# Double dose of puppy shots! Harmful?



## Ravenlost

We met Katie's former owner today. Had a repairman out to look at our fridge and turns out he lives about a mile and a half from us. He and hubby were talking about dogs and he said he'd never seen a catahoula before. So hubby brings Katie in to meet him. Turns out he lost her about three days before hubby found her in the woods. He found her as an extremely thin stray, took her to the vet for puppy shots and grooming (which is why she smelled so clean when we found her). He didn't want her back...said his wife didn't care much for her and that she'd bitten him and drew blood (he cornered her under something and tried to pull her out by the legs). Katie hid the whole time he was here and it was very obvious she was afraid of him. Hubby suspects he may have hit her and I agree...why did she run away from him and she has never attempted to run away from us?

Anyway, since we didn't know she'd had her first puppy shots we took her in and got them. Will there be any consequences to her getting those shots twice?


----------



## APPway

Should have no bad effect as it happens alot with dogs and Pups that have been found or come from the pound.
Looks like your new pup has found a forever home and is now happy and safe


----------



## GoldenMom

I wouldn't worry at all. At her age whe wouldn't have finished yet anyway, so she still needed more. Maybe one set was a little closer than average-not a problem.
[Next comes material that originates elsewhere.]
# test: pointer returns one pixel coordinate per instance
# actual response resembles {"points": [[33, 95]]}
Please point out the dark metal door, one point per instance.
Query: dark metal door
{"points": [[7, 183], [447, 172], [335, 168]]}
So did you get any background on her? Where did she come from? Did he know what/who her parents were? I'm sure glad she had enough sense to find a good home!


----------



## Ravenlost

We had also already gotten her second set of puppy shots. So she's had three sets of shots, but I'm thinking the third set is different and she needs them, right?

He found her while on a call. Said she was very thin and very very stinky. She threw up in his truck (she gets car sick) and all that came up were leaves and grass so he figured she hadn't had anything to eat in a long time. He thought she was a Dalmation/Blue Heeler mix!


----------



## GoldenMom

No problem having 3 "sets". Most pups start at 6 weeks and get them every 3 weeks until they are around 15 weeks, so they get 4 "sets". BTW the vaccine is the same for each "set" except that the pup usually gets a rabies vaccine with the last "set".


----------



## Pops2

how many weeks along is what type of shot i start w/ 6 weeks a 6way shot and so on. i give the next step up until i reach the 8 way and i give them at least 2 weeks apart. i had a pup die from parvo waiting 3 weeks (and waiting to get into the vet) so i give shot myself every 2 weeks. i won't shot a dog until 6 weeks to have time for the dam's antibodies to clear out.


----------



## Ravenlost

She was three months old when she got her first two shots. She got her third shot four weeks later. Should I just take her in for her rabies shot?


----------



## ForMyACDs

She should be fine with the extra vaccs......like others said above, it happens a lot when dogs are doubled up on vaccines due to rescue or lost/found situations.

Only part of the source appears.